Reforms on policing, substance abuse, and juvenile detention are top of the list for Hennepin County Attorney candidate Mary Moriarty. This fall, the former chief public defender of Hennepin County is running for Minnesota’s largest public law office, having advanced past the primary in August.
Moriarity was among six other candidates but won 36% of the vote despite having such a crowded field. Martha Holton Dimick earned 18% of the vote, leading both her and Moriarty to vie for the office on November 8.
Born in New Ulm, Minnesota, Moriarty moved to the Twin Cities to attend Macalester College and later the University of Minnesota Law School. After receiving her law degree, she began her career as a public defender in Hennepin County, six years of which she served as the county’s first female chief public defender, leading a staff of 140 attorneys and 70 support staff.
Moriarty, 58, retired in 2021 after a 31-year career in public service where she oversaw tens of thousands of cases and built a reputation of fighting against systemic inequities within Hennepin County.
Here, Moriarty speaks to the MSR about her experience as chief public defender, how she’s amassed a coalition of supporters, and how, if elected, she plans to use research and data as the Hennepin County Attorney.
MSR: What made you decide to run for the Hennepin County Attorney’s office?
MM: I want more for this community. I want public safety for everyone. I think we need accountability for community members and police. There are many areas where we can put more resources into helping our youth.
The prosecutor is the most powerful entity in the system, and that’s really where you can make the most change. Right now we’re at a point where we need public safety, and a way to get public safety is through reform.
MSR: While working as the chief public defender, you called out the practices of police officers in Minneapolis for their sting operations. How did that experience shape your role?
MM: Our lawyers were picking up cases where people were approached by undercover police officers to sell their small amount of marijuana. We discovered that 46 out of the 47 people who were charged were Black. The intersection there is that we were working with the County Attorney’s Office or trying to work with them to tell them that this was a problem, and they were not interested in doing anything about it.
When I first became chief public defender, I had reached out to the city council members and the mayor and said, “Hey, I’m the new chief public defender. I’d love to meet with you.” I think most of them said that they didn’t know that there was a chief public defender because the City and the County had operated in siloes.
I met with the mayor and I showed him some police reports about what was happening, and he and the Minneapolis Police Department put a stop to those stings.
MSR: What’s the importance of a county attorney and how would you utilize your role to make changes?
MM: The Hennepin County Attorney decides who to charge, who not to charge, what to charge them with, whether to send them to diversion. So they ultimately control a person’s trajectory into the system or not. By virtue of being charged, even if your case gets dismissed, you’ve still been charged and it’s in the computer. It may be reported in the paper. You could be put in jail. So there are consequences for simply being charged.
MSR: You often speak about data and how it’s helped you visualize the issue with our criminal justice system. How would you use data if elected to the County Attorney’s Office?

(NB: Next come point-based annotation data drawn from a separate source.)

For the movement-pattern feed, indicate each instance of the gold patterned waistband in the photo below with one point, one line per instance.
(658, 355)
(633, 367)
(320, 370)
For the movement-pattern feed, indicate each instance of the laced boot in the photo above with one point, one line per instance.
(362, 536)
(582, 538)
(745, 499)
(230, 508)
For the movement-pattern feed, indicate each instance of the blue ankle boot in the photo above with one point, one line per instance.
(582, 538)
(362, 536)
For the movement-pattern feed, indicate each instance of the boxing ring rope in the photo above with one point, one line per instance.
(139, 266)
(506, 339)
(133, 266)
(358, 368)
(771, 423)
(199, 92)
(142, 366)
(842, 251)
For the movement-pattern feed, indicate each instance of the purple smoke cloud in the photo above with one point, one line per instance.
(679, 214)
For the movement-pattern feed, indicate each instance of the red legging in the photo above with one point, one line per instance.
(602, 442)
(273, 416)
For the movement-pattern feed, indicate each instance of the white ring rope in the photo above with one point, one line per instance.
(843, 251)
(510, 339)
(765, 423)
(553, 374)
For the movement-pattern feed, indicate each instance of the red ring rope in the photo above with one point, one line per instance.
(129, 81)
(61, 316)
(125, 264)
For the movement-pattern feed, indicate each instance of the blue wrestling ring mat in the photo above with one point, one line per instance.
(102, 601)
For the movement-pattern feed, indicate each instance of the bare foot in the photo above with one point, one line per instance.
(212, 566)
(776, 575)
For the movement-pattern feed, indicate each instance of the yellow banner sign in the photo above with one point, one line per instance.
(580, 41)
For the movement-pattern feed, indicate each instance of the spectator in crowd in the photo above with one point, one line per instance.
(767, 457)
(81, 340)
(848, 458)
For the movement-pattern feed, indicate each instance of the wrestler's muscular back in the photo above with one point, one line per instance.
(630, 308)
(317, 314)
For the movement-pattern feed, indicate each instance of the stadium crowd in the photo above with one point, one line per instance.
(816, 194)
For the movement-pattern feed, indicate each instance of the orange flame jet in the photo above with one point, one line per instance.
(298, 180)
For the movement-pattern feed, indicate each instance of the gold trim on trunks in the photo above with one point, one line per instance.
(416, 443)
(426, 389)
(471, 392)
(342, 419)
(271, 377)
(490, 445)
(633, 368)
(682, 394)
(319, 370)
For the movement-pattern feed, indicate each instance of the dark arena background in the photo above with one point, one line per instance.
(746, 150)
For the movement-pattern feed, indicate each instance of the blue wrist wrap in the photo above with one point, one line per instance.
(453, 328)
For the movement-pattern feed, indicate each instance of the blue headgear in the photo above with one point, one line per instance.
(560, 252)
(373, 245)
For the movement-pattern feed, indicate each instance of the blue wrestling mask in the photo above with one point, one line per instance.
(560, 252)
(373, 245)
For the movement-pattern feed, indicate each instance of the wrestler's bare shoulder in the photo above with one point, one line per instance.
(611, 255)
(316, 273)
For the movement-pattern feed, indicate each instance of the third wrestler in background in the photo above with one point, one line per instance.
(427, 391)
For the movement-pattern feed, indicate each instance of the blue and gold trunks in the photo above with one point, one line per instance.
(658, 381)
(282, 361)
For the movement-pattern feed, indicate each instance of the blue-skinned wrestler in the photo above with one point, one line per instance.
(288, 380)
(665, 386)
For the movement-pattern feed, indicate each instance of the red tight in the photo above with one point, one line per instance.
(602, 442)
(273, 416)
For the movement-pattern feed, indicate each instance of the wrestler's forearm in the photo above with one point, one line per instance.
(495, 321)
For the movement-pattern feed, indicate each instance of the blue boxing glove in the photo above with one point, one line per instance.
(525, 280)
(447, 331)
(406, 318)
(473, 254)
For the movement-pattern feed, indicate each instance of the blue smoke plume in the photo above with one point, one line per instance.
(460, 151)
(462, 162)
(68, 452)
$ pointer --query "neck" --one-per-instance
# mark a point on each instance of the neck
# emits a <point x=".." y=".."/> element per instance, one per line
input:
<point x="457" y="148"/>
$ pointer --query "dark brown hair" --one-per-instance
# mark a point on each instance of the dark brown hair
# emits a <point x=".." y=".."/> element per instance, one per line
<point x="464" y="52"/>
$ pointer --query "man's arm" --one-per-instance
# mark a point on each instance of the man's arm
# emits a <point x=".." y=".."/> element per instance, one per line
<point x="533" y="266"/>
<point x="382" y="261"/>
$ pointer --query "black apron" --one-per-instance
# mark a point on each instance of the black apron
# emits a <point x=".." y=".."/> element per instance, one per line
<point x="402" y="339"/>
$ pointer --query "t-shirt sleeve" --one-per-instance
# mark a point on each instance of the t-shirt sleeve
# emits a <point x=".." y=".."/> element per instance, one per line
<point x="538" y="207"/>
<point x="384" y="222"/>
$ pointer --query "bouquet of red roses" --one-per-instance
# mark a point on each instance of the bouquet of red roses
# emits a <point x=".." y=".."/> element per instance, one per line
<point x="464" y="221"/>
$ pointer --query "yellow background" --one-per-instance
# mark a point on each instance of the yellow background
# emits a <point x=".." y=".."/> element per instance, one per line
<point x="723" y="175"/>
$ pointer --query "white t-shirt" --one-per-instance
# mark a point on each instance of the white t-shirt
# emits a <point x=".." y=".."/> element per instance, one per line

MM: I’m a big data and research person. I think that that’s how we make sure that the policies and practices are actually working, and if they’re not working, we need to make a change.
An example of that was when we at the public defender’s office, when I was chief, kept track of traffic stops. The Minneapolis Police Department does have a data dashboard, and anybody can look at the data dashboard and you can see that there are tremendous racial disparities in traffic stops. In other words, when a driver is stopped for a minor driving violation or equipment violation, the number of Black drivers that are stopped is far out of proportion to the percentage of Black residents in Minneapolis.
But what we couldn’t answer by looking at the data dashboard—people were saying it was getting contraband, drugs and guns off the street, but we couldn’t tell that just from those numbers.
So we made a request to the Minneapolis Police Department and did receive a 19,000-lined excel spreadsheet, and we crunched the numbers, and we found that for every Back driver stopped and searched, the police found a gun in less than half of 1% of the time. The data also indicated that White drivers had a slightly higher rate of contraband, too.
The way I would use it [data] as county attorney is to say, hey, half of 1% is not an effective use of limited resources at all, and we have to think about the impact on the community. 99.5% of these Black drivers are walking away from these interactions, which very well may have been traumatic, and they’ve done nothing.
Is that the kind of relationship police want to build with their community? We don’t need to question why this is happening. We need to see that it is happening, and it is having a big impact. It’s not a good use of resources, so what can we do to change this?
MSR: Your campaign website lists a number of reforms and changes that you’d like to make as county attorney. What are some of those issues at the top of your list?
MM: One of my focal points is youth, and I know they need more resources. I think we’re failing our youth, and we need to build up the kinds of services that will actually help our youth.
By services, I mean mental health treatment and chemical dependency treatment—the kinds of help that will address the issues that bring youth into the system. I’ve worked really hard to talk to school board members as well because I think that’s an important connection. The county attorney handles all juvenile cases in Hennepin County, and we need to figure out ways of helping youth not get into this system and get the help that they need.
Another priority is approaching substance abuse from a public health perspective. We have criminalized the use of drugs for many many years, and we right now are in the midst of the opioid crisis where we’re having many, many people tragically die of overdoses.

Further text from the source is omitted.